Friday, August 21, 2020

A Theory I Have

I woke up out of extemely vivid nightmares this morning. Even two cups of coffee haven’t entirely ameliorated the experience.

Putting that aside, I’ve been thinking about the divide in our culture right now in dealing with the coronavirus pandemic. Some attribute it all to one’s political leanings. Others point to educational levels or intelligence. And yet others say it depends on whether people have had a first-hand, personal experience with the illness. Some will not believe what they have not seen.

Here’s another theory:

The thing that has most profoundly influenced me is my memories of my parents describing life during the Great Depression and World War II. I grew up hearing stories of a national forced to go through difficult times and enduring, pulling together, working for a common good. I didn’t think that I would ever have to live through such a time. But I absolutely believed that caring for others and perservering during hard times were core values, not just my parents’ values, but those of our country.

All around me I see complaints. People want everything from being able to go to restaurants and get hair cuts to a refund of their tax dollars if their children can’t matriculate inside of a school building. They chafe at restrictions which are in place to prevent the spread of illness. At every turn they use their discontent as an opportunity to place blame on those who are tasked with keeping people safe.

At the same time there are other people giving their time and money to support community members who are in desperate need due to COVID-19. Columbia/HoCo is blessed with a variety of initiatives that are doing amazingly good work. And there are people who are still committed to observe public health guidelines even while many around them are tired of making the effort.

I wonder if any of them had parents like mine. I wonder if the experience of  the Depression and WWII lives on in other homes and families. Even though we are living through something completely alien to our life experiences, some people instinctively seem to know what to do. They dedicate their heads, their hearts, and their bodies to bringing goodness into a world beset by enormous pain.

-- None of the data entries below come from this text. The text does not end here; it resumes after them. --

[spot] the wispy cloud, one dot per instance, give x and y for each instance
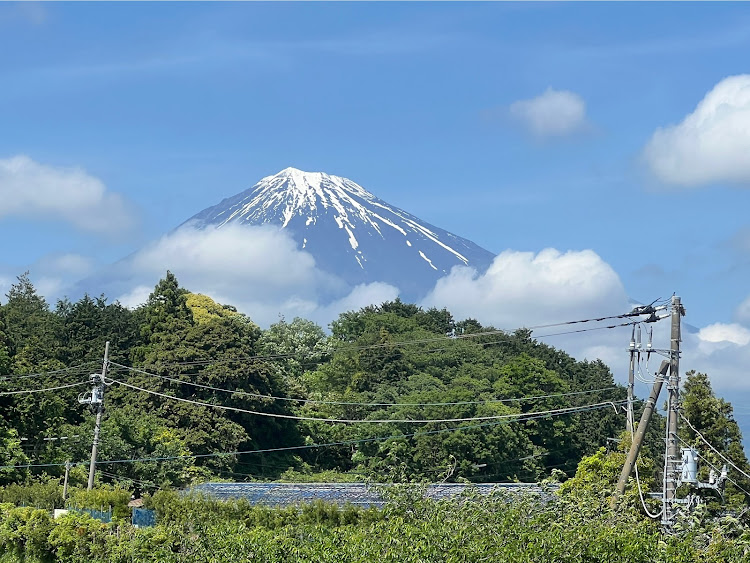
(29, 12)
(554, 113)
(33, 190)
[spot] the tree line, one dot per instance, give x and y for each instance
(180, 353)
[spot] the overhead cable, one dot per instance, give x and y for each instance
(535, 416)
(337, 420)
(717, 452)
(43, 389)
(347, 403)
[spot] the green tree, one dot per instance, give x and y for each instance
(713, 418)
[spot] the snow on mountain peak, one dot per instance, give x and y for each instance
(340, 223)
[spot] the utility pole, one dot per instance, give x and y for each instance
(65, 483)
(673, 458)
(635, 446)
(97, 398)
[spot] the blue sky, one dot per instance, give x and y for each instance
(156, 111)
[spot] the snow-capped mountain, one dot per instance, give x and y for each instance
(350, 232)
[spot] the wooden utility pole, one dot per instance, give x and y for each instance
(97, 398)
(635, 446)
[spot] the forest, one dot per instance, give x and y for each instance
(197, 392)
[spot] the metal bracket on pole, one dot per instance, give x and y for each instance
(97, 399)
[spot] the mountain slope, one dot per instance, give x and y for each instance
(350, 232)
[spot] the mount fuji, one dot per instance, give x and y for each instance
(348, 231)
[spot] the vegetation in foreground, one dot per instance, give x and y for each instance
(575, 525)
(390, 362)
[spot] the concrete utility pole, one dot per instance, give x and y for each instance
(65, 484)
(631, 384)
(97, 398)
(673, 458)
(635, 446)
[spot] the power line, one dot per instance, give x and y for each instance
(81, 368)
(716, 469)
(337, 420)
(506, 332)
(346, 403)
(43, 389)
(524, 418)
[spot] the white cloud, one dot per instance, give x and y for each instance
(711, 144)
(731, 333)
(38, 191)
(51, 274)
(136, 296)
(258, 269)
(552, 114)
(524, 289)
(742, 313)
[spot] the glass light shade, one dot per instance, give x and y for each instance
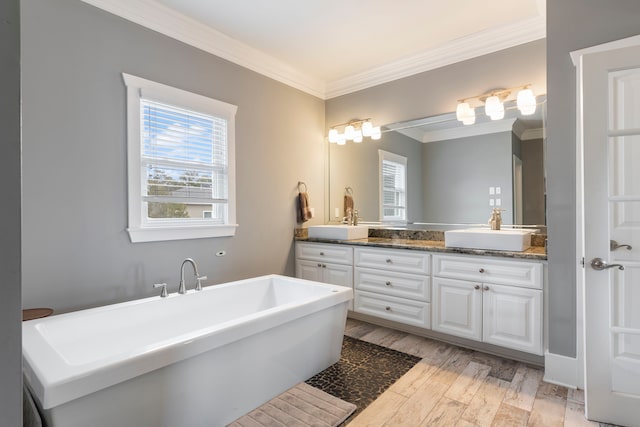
(349, 132)
(376, 133)
(493, 106)
(526, 102)
(333, 136)
(367, 127)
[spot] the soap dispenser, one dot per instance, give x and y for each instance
(495, 221)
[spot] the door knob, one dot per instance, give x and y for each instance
(600, 264)
(613, 245)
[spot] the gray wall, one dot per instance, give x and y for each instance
(76, 250)
(437, 91)
(457, 174)
(356, 165)
(10, 254)
(594, 22)
(533, 202)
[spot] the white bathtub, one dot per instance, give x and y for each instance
(200, 359)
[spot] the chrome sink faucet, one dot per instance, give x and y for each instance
(183, 287)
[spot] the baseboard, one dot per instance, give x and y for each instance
(561, 370)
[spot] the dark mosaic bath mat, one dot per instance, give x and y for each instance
(363, 373)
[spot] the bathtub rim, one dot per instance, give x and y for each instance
(61, 383)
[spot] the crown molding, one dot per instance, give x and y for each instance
(167, 21)
(478, 44)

Wherever that comes from, we need more of it. And we need to teach our children, right now this minute, how much we value pulling together and caring for others. We need to give them good examples of how working for the common good is essential to the American experience. Now is the time for planting seeds. We may not know how they will be harvested. My parents surely did not know.

But one day in the future our children may need to reach inside themselves to find a strength and a sense of direction to face unexpected challenges. Will they be ready?